I have implemented a word2vec with pure python code and find it’s not this slow. I think that may be caused by my mistake.

I suggest posting your code in github gist for example, or profile it yourself.

1 Like

Hi, I’m sorry to reply so late.
I post my program on GitHub, https://github.com/Adoni/naive_network_embedding.
Usage and problems about this program are shown on README. Any suggestion is welcomed.

Hi, I post my program here https://github.com/Adoni/naive_network_embedding. I find the speed will slow down when I use backward() and step() function.
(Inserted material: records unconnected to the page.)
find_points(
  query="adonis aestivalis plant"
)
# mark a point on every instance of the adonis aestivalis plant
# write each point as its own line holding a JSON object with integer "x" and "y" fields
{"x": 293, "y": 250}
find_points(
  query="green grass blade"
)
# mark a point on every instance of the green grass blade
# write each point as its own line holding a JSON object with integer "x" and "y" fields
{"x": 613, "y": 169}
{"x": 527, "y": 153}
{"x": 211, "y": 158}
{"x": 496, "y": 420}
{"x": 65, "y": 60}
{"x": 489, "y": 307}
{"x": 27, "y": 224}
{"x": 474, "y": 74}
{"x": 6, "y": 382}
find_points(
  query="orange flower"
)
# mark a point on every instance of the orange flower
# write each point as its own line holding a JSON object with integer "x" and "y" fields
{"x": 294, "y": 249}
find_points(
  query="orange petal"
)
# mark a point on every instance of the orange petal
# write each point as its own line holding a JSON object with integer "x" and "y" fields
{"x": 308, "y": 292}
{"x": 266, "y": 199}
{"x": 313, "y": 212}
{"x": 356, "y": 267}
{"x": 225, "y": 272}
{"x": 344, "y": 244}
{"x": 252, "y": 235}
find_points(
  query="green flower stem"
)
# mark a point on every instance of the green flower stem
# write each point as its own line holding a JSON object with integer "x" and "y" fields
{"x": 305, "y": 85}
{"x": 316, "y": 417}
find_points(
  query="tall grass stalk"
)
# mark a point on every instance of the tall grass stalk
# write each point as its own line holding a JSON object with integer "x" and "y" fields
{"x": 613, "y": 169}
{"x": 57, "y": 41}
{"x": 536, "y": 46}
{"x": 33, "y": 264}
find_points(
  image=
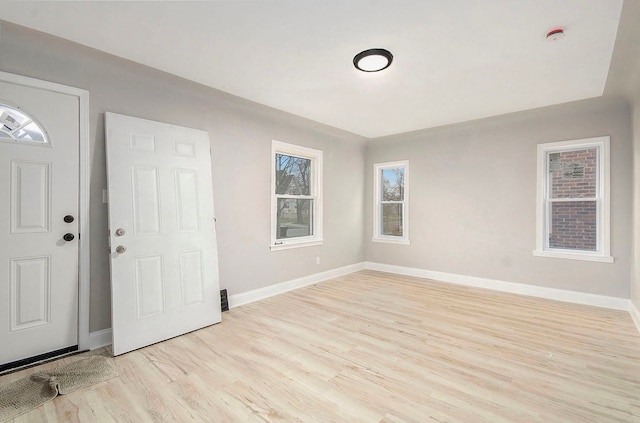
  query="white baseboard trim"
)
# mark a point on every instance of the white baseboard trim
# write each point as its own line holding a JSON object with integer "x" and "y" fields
{"x": 100, "y": 338}
{"x": 512, "y": 287}
{"x": 635, "y": 315}
{"x": 237, "y": 300}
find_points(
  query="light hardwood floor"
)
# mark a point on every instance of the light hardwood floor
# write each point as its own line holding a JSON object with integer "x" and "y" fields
{"x": 375, "y": 347}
I have been debugging for several days but I cannot find bugs anymore.

Hi @ehsanmok, I have posted my code on GitHub, could you please help me check that?
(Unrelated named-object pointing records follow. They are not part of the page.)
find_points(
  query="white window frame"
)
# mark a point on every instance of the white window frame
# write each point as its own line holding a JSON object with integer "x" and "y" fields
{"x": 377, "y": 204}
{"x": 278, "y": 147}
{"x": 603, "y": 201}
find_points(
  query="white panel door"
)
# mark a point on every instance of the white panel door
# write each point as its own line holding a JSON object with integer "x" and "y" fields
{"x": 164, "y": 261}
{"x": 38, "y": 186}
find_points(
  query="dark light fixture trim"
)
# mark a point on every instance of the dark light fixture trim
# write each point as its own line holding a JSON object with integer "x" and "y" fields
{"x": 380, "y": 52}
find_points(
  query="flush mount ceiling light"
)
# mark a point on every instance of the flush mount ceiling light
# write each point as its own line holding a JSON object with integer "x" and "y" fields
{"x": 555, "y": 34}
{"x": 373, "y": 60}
There’re number of potential things that make your code very slow when you’ve big graphs:

  1. Your graph object is very big and you’re storing the nodes and edges in lists!
  2. You are not using the batched computation.
  3. negative_sampling is probing a list which is also slow for huge lists.

line_profiler is pointing you to where the issues are.
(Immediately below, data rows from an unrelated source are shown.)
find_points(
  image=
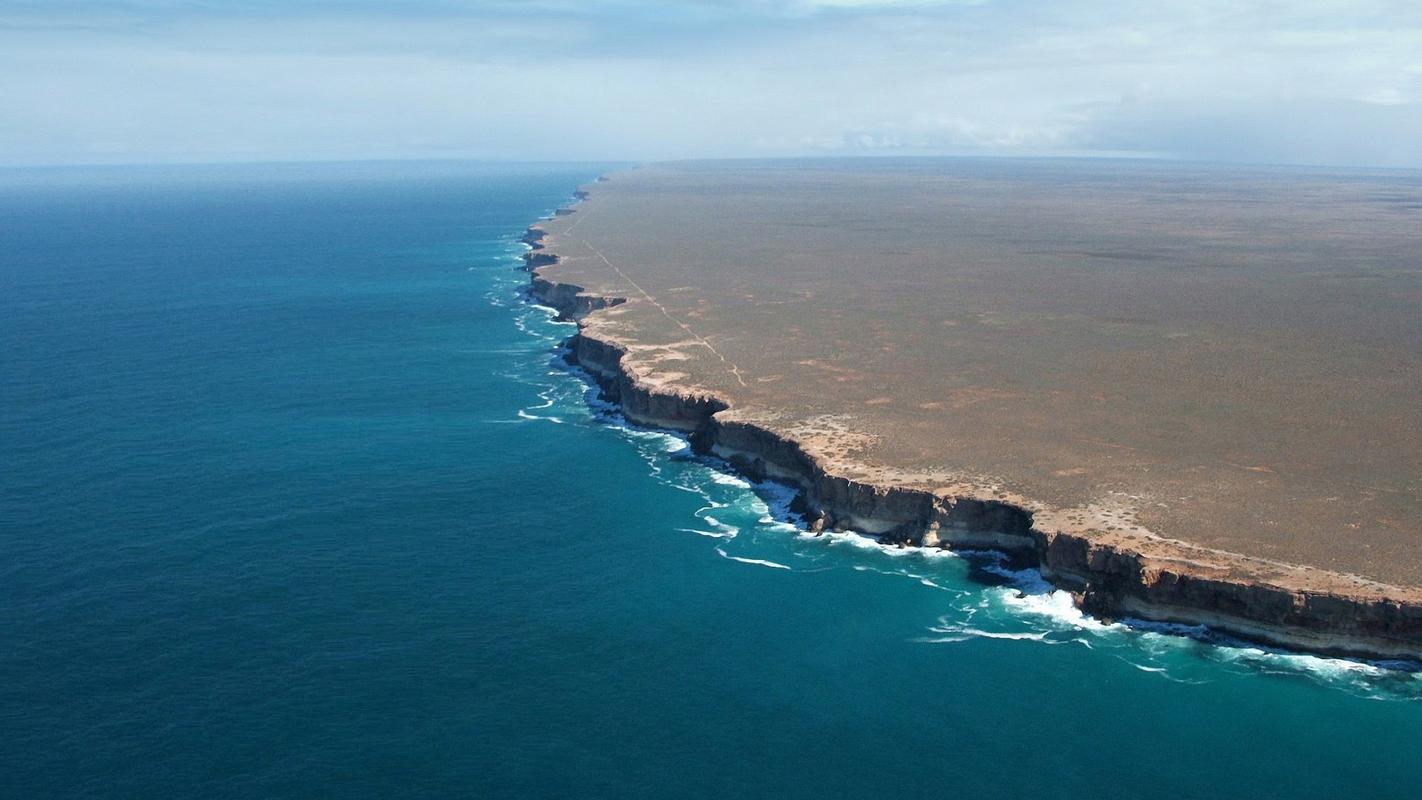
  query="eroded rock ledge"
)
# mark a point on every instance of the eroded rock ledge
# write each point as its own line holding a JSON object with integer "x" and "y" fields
{"x": 1111, "y": 574}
Thanks for your reply, I have updated my code by using batch. The speed of forward() and backward() become faster. However, the speed of optimizer.step() is still slow. :disappointed:

Hi guys, I have solved this problem. It’s caused by the using of param momentum, which will cause the dense update of the optimizer (SGD), instead of the sparse update.

Hi, Adoni.
I tested your code. I find the speed can be further improved (improved nearly 10 times). I wrote a new version based on your code and post the code in github https://github.com/fanglanting/skip-gram-pytorch. Any suggestion is welcomed.

1 Like


Thanks so much for your code. I’m sorry that I didn’t check my account and reply so late. Could you tell me which kind of technology you use to accelerate it? Because I find I have to pay more time to understand your code.

Good luck.

I find the most important difference may be:

pos_u, pos_v, neg_v = self.op.generate_batch(self.windows_size, self.batch_size, self.neg_sample_num)


neg_score = torch.bmm(neg_embed_v, embed_u.unsqueeze(2)).squeeze()


Hi lanting,
I figured it out and yes it accelerates the running speed. But I only get the 2X acceleration. I will do more to make it faster.
Thanks a lot!

Hi, Adoni,
The most important difference is
neg_v = np.random.choice(self.sample_table, size=(batch_size2window_size,count))
neg_score = torch.bmm(neg_embed_v, embed_u.unsqueeze(2)).squeeze()
Sampling all negative samples at once is much faster than sampling negative samples one by one. Meanwhile, torch.bmm() accelerates the running speed compared with torch.mul().

But I think why torch.bmm() is faster than torch.mul() is that we save the time of lookup embedding of neg_v. Because before I find the bottleneck is the lookup operation.